Future Watch

Giga Information Group issues new report on key trends for 2001

September 15, 2000 -- Giga has identified six key e-business trends that clients should consider in preparing their strategic plans for 2001:

(1) Multiple business-to-business electronic channel order management  companies will exchange orders and responses with other companies through a variety of e-channels, including bilaterally through system-to-system integration via electronic data exchange (EDI), through extranets and through Internet e-marketplaces and transaction hubs. Companies will need to determine which e-channel to use for which customer or supplier.

(2) Supply chain vs. demand chain management  Intercompany interactions will expand beyond orders and responses to include less structured transactions such as collaborative planning, forecasting, problem resolution and common-customer service or marketing. The issue is whether this will be done up the value chain through supply chain management solutions, or down the value chain through customer relationship management (CRM) solutions.

(3) The re-emergence of one-to-many buy-side and sell-side solutions  e-marketplaces have arisen because of the limitations of one-to-many e-commerce solutions. However, companies will still need to have multi-e-channel buy-side and sell-side solutions to interface with the multiple electronic channels they deal with.

(4) Multichannel business-to-consumer (B2C) sales and service through people in stores, with people over the telephone or electronically over the Internet. Businesses will interact with customers through all these channels.
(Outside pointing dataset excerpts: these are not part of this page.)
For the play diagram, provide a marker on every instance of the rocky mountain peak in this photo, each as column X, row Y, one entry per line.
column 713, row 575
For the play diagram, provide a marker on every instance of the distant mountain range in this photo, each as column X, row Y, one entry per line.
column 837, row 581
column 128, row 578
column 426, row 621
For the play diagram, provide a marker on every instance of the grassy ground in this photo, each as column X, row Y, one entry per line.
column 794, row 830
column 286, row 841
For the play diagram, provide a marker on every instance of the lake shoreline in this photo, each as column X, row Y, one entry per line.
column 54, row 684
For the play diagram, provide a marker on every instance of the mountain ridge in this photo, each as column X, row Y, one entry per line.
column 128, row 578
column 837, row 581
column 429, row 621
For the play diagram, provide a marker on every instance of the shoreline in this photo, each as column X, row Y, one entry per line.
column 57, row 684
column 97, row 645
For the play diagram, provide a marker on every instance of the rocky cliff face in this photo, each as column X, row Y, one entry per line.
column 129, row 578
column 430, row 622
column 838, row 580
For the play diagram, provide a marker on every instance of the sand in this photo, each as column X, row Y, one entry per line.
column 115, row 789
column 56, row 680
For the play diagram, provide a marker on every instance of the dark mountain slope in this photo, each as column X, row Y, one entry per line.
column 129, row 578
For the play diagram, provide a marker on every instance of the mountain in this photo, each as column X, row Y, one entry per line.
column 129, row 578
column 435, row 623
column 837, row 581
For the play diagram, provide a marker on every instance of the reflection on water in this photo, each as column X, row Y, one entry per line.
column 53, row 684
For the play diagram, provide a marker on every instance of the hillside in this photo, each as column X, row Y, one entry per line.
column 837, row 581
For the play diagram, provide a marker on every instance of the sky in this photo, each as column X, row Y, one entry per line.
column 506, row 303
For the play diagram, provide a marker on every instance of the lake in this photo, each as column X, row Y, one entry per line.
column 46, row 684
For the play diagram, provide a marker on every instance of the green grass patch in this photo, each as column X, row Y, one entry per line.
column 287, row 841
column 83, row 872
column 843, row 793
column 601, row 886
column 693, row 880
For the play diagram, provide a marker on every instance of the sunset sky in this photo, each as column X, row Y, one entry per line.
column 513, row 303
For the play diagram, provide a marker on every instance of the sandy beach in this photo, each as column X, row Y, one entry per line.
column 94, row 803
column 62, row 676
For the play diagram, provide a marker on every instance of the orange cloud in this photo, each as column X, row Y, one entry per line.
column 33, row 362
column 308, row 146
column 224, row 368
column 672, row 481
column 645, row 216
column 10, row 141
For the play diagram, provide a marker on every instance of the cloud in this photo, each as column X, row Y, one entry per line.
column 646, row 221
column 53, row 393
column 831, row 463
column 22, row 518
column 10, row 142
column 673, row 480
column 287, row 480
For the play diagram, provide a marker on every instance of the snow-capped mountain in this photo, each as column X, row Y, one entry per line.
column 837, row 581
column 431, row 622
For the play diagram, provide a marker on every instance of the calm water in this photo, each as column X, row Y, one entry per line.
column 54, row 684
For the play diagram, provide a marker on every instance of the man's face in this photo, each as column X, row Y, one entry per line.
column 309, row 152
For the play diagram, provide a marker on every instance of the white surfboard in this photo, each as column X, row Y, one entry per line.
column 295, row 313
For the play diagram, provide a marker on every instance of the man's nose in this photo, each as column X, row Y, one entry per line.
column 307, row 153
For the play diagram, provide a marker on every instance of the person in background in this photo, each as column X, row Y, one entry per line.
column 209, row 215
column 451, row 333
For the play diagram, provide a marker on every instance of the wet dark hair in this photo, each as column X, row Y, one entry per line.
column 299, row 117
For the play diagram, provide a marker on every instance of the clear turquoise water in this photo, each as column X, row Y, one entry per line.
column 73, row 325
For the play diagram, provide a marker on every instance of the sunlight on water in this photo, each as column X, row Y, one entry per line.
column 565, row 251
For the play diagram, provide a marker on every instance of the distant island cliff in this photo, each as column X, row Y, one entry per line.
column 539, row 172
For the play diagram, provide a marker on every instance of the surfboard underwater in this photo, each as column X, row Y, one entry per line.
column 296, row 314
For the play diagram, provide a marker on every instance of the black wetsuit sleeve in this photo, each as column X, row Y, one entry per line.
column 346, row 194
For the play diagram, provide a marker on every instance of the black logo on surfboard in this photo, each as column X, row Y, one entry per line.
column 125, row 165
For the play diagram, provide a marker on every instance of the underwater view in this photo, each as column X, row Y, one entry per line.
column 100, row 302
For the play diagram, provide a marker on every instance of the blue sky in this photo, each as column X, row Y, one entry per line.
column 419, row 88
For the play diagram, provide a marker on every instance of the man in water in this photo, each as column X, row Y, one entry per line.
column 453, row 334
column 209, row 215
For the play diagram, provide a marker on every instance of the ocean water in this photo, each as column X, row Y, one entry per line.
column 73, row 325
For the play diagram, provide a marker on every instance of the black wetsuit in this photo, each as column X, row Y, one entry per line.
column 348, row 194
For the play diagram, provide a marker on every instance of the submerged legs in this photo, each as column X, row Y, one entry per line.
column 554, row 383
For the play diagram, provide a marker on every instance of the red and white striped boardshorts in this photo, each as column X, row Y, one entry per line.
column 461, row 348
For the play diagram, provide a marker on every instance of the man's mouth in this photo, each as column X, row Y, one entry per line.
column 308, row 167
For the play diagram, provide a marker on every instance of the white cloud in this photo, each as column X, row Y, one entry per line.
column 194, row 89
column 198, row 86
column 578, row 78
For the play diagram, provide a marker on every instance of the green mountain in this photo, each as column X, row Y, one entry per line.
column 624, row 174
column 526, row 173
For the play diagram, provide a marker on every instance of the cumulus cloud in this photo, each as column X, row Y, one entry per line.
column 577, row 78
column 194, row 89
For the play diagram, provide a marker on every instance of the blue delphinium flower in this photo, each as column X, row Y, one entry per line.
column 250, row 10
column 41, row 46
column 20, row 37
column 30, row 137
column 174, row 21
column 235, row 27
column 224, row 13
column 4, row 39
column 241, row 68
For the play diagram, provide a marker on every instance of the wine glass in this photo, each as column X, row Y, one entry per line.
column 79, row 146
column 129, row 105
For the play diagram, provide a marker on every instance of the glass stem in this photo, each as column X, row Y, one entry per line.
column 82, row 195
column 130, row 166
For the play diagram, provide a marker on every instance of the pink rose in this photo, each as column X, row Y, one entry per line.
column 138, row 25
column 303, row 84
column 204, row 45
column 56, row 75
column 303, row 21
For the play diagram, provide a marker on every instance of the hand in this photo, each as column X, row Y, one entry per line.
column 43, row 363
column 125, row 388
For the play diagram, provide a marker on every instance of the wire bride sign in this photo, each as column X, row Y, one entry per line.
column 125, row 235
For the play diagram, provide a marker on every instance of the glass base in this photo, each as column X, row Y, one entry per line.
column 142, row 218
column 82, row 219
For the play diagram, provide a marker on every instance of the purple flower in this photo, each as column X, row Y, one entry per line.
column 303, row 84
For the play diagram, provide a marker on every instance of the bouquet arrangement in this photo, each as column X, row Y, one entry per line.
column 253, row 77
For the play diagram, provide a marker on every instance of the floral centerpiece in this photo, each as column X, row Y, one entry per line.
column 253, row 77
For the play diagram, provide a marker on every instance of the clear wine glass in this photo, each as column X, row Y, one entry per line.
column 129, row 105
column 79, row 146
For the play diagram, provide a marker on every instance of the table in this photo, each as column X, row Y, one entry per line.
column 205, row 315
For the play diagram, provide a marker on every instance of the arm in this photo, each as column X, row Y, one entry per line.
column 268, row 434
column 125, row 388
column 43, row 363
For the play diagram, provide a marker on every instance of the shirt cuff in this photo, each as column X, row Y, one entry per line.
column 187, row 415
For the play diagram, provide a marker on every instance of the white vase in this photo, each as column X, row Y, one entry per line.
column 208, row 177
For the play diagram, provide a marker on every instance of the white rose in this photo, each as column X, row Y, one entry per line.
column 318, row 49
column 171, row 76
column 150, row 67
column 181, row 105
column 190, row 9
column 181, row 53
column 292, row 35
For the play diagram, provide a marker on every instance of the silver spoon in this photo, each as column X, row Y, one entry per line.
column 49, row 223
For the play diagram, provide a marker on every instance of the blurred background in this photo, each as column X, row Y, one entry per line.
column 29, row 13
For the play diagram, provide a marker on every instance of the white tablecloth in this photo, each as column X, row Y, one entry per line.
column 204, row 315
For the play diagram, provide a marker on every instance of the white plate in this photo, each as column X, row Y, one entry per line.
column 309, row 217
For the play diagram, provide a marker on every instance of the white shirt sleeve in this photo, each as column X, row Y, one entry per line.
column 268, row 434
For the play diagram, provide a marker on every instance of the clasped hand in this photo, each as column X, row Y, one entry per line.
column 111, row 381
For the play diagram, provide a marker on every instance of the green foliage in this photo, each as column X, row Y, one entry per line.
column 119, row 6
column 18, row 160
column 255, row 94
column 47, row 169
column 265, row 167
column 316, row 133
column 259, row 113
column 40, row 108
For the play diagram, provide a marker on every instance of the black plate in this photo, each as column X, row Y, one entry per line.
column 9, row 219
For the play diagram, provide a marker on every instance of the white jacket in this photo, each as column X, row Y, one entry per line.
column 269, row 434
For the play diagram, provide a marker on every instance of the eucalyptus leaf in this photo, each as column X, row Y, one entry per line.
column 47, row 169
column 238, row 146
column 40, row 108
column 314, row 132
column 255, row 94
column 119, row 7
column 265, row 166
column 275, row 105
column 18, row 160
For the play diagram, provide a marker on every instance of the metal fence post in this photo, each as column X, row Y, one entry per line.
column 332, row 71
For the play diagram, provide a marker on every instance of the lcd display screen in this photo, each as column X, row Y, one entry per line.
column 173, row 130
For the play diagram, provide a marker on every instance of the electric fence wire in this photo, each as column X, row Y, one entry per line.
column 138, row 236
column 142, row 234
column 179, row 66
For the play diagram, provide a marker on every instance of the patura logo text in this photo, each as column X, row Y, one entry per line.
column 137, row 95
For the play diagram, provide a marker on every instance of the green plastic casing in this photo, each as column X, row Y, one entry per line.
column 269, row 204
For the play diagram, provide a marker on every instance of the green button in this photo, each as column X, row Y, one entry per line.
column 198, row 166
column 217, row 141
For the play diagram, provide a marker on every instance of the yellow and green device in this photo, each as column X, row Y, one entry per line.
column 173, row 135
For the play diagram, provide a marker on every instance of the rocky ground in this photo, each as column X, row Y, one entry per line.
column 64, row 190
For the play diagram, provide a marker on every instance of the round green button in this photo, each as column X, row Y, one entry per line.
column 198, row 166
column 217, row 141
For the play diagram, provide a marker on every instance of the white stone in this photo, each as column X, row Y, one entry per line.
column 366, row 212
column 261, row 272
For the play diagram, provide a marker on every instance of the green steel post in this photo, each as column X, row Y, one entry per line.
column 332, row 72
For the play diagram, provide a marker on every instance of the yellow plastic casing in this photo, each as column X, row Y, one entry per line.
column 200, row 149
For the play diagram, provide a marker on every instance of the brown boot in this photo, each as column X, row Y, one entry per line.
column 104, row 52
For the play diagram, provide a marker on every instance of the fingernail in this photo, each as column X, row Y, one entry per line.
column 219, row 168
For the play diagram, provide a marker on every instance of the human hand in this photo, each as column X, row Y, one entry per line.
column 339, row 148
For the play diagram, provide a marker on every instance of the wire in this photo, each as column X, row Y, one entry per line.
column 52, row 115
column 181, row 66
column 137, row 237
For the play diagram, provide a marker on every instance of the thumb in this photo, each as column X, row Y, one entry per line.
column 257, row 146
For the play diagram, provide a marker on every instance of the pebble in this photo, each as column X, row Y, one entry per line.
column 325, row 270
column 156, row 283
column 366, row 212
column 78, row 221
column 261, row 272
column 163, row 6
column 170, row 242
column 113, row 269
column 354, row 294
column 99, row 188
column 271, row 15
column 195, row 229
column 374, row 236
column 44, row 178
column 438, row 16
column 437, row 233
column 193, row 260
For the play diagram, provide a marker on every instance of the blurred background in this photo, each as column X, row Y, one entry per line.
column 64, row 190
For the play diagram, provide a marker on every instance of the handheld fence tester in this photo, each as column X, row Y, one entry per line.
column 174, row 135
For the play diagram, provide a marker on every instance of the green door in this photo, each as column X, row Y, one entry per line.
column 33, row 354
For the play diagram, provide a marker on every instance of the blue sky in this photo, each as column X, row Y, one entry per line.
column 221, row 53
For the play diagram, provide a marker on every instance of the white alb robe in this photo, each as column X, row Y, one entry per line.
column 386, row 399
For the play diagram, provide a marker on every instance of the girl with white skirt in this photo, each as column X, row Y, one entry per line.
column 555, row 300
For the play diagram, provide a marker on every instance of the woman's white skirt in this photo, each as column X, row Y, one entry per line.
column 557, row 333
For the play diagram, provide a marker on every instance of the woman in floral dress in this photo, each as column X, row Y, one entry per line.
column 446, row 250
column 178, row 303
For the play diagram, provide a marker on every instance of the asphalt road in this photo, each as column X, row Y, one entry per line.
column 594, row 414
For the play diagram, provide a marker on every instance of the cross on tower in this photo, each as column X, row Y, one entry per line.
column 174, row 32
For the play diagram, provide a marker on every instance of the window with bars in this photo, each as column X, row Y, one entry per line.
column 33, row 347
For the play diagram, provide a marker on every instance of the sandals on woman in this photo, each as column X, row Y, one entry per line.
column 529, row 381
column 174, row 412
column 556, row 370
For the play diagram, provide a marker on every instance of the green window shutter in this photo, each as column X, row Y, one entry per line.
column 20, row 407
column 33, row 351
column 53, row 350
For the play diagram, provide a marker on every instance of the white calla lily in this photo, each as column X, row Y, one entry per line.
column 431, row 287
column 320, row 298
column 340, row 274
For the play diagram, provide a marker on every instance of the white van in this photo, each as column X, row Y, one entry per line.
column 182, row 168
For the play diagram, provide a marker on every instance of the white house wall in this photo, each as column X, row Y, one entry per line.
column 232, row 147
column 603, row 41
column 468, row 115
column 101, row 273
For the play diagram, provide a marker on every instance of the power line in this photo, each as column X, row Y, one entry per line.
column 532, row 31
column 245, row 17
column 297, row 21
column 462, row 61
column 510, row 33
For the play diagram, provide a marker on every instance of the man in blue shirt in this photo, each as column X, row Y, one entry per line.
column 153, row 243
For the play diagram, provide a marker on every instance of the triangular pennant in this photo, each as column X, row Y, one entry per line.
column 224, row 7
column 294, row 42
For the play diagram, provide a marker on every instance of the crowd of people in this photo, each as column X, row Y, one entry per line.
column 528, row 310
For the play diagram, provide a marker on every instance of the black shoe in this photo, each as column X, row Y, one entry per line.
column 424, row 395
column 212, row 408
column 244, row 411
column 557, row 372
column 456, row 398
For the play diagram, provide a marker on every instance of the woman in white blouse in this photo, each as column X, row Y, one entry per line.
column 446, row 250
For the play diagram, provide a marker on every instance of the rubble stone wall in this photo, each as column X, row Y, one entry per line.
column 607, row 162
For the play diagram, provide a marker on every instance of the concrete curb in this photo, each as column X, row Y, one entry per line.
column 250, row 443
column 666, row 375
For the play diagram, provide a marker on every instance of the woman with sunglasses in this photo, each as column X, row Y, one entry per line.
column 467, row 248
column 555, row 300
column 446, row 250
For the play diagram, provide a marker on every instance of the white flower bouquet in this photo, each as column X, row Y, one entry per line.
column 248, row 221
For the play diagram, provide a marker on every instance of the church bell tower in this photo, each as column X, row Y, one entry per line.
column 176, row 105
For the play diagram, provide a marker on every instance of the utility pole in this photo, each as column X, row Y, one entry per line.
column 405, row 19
(5) The persistence of p (people) business  growing use of electronic channels for routine transactions will increase the role of people in value-added transactions like product sales, CRM or vendor relationship management. The IT challenge will be to enable people with the right technology.

(6) Re-engineering of (primarily) internal processes such as risk management, HR, finance, product development or production through internal use of Internet technologies. The question is whether existing ERP solutions based on backward-looking best practice processes will prevail, or be replaced by new approaches offered by ERP vendors or knowledge management vendors that build new processes based on the forward-looking ideas of people.